Monday, Jan. 18, 1954

South to Freedom

In 55 barbed-wire compounds at Panmunjom sit more than 22,000 defiantly anti-Communist Chinese and North Korean prisoners of war whose determination not to go home was the main issue that hung up a Korean truce for a year and a half. If all goes well next week at 12:01 a.m. on Jan. 23, the 22,000 will walk south to freedom. To bring about this event--which will liquidate the blood-stained prisoner problem once and for all--the

U.S. last week had to deal forcefully with three troublemakers: 1) India, 2) South Korea, and 3) Red China.

India's Jawaharlal Nehru, who hesitates to do anything that would vex Red China, has already communicated his misgivings about the Jan. 23 release to able Lieut. General K. S. Thimayya, who is responsible for the Indian troops guarding the prisoners. Nehru thinks that the prisoners should be held at least 30 days beyond the release date set in the armistice agreement. But last week U.S. observers on the scene believed that Thimayya had convinced his boss in New Delhi of another proposition: India cannot try to hold the prisoners beyond the deadline without risking a mass breakout and bloodshed, and India would be held responsible for it before the world. The U.S. has told Thimayya flatly that responsibility of the Indian troops for holding P.W.s in custody ceases at 12:01 a.m. Jan. 23. Thimayya, cooperative but cautious, is devising a formula that would seemingly call for a delay in liberating the prisoners while actually allowing them to go free as scheduled.
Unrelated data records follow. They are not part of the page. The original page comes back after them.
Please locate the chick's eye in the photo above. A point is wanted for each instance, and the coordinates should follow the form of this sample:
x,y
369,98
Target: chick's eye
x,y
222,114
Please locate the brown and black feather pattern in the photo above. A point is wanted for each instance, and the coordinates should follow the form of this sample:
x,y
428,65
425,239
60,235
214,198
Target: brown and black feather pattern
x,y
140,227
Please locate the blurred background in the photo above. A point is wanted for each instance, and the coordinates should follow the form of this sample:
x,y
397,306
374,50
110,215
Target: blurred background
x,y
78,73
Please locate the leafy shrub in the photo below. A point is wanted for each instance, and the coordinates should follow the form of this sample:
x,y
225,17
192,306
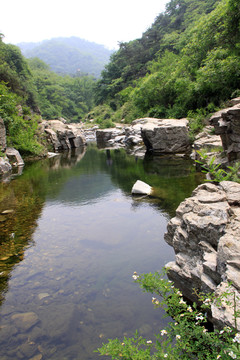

South Korea's embittered old Syngman Rhee, angry because a last-minute head count by the Indians had sent 135 more prisoners (who presumably had changed their minds) back to the Communists, threatened to attack the Indian guards. The U.N. command told Rhee, in effect, that if this happened the Eighth Army would have to repel the assault.

Red China last week demanded that India hold the prisoners beyond the deadline so that more "explanations" could be undertaken. The Eighth Army's General Maxwell D. Taylor warned that any Communist attempt to interfere with the release would be met with force.

If there is no struggle, on Jan. 23 the prisoners will walk south under the control of the compound leaders. Searchlights, loudspeakers and barbed-wire lanes marked with white tape will guide them. At the edge of the demilitarized zone, the North Koreans will be met by South Korean officials, whisked aboard trains and taken to Kunsan and Pohang, where they may (if they choose) be inducted into the ROK army. The Chinese prisoners will be met by Nationalist officials, trucked to Inchon and loaded on U.S. Navy LSTs bound for Formosa.